Lelia Hunziker, Geschäftsführerin der Fachstelle Frauenhandel und Frauenmigration (FIZ), sagt: «Es gibt natürlich Frauen, die mit Liebesversprechen angeworben und ausgebeutet werden.» Das sei eine altbekannte Anwerbungsmethode im Menschenhandel. Die «Loverboy»-Kampagne verbreite jedoch das einseitige Narrativ verführter Schweizer Mädchen. Die Realität des Menschenhandels und der verschieden gelagerten Abhängigkeitsverhältnisse sei viel komplexer.

Hunziker kritisiert zudem, dass Act 212 in ihrer Aufklärungsarbeit schablonenhafte Indizien für eine mögliche «Loverboy»-Abhängigkeit aufführe: «Zum Beispiel sexy Kleidung, viel chatten, sich von Eltern distanzieren.» Auch hier scheint die christliche Moralvorstellung durchzudrücken. Hirzel selbst schreibt: «Das Phänomen des Menschenhandels hat sehr viele Gesichter.» Erst durch das Engagement vieler Organisatinen sei es glungen, auf Aspekte wie das Loverboy-Thema hinzuweisen.
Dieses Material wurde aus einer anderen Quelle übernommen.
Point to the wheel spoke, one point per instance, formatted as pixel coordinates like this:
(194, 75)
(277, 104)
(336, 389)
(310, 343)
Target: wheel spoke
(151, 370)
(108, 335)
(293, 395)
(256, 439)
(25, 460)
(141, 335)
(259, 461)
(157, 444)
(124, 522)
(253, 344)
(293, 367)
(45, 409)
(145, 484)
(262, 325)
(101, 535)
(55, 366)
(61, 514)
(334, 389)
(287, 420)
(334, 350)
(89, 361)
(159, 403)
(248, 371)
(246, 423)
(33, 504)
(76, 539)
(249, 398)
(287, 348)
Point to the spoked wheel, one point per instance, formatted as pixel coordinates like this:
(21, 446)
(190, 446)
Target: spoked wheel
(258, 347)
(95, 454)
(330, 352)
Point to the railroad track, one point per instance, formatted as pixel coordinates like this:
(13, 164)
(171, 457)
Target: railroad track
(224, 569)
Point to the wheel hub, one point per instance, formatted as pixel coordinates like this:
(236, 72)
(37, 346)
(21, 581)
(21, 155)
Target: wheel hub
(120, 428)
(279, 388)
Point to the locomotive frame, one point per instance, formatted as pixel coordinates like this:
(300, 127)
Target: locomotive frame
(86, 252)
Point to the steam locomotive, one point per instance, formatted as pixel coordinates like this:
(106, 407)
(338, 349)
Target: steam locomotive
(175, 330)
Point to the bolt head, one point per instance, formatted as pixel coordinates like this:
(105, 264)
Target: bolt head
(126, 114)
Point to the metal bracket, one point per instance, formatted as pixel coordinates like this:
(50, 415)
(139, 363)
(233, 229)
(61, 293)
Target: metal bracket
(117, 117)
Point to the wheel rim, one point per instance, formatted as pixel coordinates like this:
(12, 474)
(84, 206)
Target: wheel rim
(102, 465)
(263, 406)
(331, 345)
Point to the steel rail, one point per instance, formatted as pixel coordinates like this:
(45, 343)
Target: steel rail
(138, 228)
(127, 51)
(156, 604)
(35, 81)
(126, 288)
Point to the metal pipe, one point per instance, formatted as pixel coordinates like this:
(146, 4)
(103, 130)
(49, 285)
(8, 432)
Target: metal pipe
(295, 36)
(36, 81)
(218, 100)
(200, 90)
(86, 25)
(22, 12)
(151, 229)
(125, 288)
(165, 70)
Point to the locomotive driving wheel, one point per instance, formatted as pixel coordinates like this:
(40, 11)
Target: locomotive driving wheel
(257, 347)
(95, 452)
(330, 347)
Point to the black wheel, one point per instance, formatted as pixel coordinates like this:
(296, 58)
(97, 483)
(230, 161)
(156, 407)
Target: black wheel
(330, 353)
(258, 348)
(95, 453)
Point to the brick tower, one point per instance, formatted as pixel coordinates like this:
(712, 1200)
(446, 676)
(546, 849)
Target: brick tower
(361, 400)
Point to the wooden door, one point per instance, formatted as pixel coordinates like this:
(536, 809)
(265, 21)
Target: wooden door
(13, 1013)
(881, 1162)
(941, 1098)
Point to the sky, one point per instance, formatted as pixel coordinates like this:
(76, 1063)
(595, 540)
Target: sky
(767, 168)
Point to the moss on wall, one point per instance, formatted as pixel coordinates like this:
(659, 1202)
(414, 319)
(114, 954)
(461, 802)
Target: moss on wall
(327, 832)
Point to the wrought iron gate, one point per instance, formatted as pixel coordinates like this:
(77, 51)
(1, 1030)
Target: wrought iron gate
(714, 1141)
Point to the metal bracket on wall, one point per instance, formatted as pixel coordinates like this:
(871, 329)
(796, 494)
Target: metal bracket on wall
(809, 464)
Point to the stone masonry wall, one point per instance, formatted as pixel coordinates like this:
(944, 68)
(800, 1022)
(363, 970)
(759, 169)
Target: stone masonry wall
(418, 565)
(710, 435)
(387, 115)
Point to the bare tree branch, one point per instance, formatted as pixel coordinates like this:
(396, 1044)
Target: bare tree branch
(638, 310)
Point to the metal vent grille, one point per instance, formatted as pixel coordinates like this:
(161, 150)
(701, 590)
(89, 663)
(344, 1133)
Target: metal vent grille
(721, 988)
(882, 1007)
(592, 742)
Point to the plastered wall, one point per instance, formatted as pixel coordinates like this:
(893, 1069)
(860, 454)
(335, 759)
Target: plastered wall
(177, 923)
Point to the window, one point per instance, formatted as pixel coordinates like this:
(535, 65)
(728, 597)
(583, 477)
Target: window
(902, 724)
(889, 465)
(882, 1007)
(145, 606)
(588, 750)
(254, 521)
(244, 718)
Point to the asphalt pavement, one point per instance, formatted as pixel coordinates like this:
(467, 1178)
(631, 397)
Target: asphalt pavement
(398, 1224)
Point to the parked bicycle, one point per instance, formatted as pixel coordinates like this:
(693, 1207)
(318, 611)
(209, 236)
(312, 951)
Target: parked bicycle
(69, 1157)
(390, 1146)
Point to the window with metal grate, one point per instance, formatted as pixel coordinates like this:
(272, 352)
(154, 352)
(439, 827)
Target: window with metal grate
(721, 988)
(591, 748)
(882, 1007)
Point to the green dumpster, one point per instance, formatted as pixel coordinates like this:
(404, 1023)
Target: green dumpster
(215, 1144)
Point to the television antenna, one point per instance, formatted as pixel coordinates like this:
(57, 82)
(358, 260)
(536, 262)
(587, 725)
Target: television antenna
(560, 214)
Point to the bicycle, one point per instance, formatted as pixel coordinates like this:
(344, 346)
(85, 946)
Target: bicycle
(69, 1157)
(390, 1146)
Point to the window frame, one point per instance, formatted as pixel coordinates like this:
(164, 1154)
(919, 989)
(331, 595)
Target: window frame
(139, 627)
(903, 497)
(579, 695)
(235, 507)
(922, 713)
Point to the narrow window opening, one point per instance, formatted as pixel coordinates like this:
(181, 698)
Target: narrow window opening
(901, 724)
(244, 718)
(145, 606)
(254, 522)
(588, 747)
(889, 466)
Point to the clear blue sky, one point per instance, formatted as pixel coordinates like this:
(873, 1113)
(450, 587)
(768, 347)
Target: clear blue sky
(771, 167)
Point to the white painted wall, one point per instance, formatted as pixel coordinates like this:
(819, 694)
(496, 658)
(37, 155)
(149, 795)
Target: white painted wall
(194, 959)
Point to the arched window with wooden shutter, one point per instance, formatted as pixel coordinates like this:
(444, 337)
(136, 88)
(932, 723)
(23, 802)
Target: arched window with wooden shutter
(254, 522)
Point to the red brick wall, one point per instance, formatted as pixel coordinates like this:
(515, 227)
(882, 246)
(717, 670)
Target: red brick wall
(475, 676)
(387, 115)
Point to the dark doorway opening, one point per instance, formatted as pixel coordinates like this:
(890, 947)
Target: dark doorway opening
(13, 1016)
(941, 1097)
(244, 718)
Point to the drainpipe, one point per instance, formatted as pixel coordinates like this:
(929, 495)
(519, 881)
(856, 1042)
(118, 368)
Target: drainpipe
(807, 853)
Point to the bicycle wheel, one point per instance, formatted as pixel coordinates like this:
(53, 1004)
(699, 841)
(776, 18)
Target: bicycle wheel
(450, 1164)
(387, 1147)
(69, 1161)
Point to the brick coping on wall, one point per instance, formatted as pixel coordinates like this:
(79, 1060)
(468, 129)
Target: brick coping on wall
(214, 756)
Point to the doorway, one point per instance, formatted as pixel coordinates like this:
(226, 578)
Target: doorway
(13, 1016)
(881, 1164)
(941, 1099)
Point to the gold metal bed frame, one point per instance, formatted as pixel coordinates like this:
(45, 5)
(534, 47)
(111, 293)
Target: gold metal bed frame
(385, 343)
Act 212 spricht von dreissig «Loverboy»-Meldungen, die in den letzten vier Jahren eingegangen seien, zehn Verdachtsfälle hätten sich erhärtet, es gebe jedoch noch keine entsprechenden Gerichtsurteile.

Offizielle Zahlen zum Phänomen gibt es nicht. Doch die Kantonspolizei Zürich, die eine auf Menschenhandel spezialisierte Einheit führt, relativiert stark. Sie schreibt auf Anfrage: «Wir distanzieren uns vom Begriff ‹Loverboy› als eigenständige neue Deliktsform.» Die Methode des Anwerbens über Liebesversprechen betreffe insbesondere Opfer aus dem Ausland. Weil der Begriff immer öfter in Zusammenhang mit Schweizer Opfern aufgetaucht sei, hat die Kantonspolizei die Lage im Kanton Zürich analysiert. Mit dieser Schlussfolgerung: «Die Vorgehensweise ist nicht gänzlich unbekannt, es liegen jedoch praktisch keine Erkenntnisse über mögliche Fälle vor.»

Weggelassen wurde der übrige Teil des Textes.